Disclosures: The authors have no conflicts of interest to report regarding the content herein. Outside the submitted work, Dr. Mehta reports personal fees from BIOTRONIK as part of a speaker's bureau; Ms. Cooper reports personal fees from BIOTRONIK; Ms. Davenport reports personal fees from BIOTRONIK; and Dr. Gulati reports personal fees as a speaker and consultant for BIOTRONIK, Medtronic, and Abbott.

References

  1. Moss AJ, Zareba W, Hall WJ, et al. Prophylactic implantation of a defibrillator in patients with myocardial infarction and reduced ejection fraction. N Engl J Med. 2002;346(12):877-883.

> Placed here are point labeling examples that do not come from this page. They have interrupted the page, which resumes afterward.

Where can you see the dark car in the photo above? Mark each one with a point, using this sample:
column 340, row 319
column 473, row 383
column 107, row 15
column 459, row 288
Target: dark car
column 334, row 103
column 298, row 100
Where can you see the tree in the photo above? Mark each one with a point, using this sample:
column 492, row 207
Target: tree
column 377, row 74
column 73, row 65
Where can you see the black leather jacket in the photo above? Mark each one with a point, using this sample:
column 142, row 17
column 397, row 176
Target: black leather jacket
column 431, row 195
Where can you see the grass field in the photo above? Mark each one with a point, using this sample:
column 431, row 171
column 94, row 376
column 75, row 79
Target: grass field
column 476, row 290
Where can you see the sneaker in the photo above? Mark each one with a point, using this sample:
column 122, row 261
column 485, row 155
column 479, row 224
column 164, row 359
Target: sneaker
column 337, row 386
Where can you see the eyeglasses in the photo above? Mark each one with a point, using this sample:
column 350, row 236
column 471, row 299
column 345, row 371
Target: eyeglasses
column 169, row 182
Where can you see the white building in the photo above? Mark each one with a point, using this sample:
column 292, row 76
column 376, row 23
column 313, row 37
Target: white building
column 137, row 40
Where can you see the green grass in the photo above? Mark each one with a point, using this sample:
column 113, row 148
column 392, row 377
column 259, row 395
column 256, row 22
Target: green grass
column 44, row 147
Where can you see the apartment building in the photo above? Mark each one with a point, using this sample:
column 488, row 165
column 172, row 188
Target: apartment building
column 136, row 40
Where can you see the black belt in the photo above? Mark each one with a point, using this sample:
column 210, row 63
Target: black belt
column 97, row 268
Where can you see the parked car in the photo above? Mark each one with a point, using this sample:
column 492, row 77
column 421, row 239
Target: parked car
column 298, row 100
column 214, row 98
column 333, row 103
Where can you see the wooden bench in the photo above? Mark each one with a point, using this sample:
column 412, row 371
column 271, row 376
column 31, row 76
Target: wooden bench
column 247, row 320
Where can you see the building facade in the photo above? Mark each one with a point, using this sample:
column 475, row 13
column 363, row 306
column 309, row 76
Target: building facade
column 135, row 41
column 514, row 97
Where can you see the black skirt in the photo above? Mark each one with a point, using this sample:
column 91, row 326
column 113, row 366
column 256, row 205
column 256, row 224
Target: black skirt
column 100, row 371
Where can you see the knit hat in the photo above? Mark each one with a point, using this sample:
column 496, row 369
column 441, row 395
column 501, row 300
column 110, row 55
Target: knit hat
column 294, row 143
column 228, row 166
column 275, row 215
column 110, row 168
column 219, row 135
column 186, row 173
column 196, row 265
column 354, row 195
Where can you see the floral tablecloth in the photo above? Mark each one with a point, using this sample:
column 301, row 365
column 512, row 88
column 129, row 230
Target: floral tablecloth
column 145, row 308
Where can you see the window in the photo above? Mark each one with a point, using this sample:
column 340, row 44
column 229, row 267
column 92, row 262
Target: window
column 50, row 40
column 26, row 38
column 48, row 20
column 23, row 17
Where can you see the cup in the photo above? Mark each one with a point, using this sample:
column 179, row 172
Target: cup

  2. Whellan DJ, Ousdigian KT, Al-Khatib SM, et al. Combined heart failure device diagnostics identify patients at higher risk of subsequent heart failure hospitalizations: results from PARTNERS HF (Program to Access and Review Trending Information and Evaluate Correlation to Symptoms in Patients With Heart Failure) study. J Am Coll Cardiol. 2010;55(17):1803-1810.
  3. Hindricks G, Taborsky M, Glikson M, et al. Implant-based multiparameter telemonitoring of patients with heart failure (IN-TIME): a randomised controlled trial. Lancet. 2014;384(9943):583-590.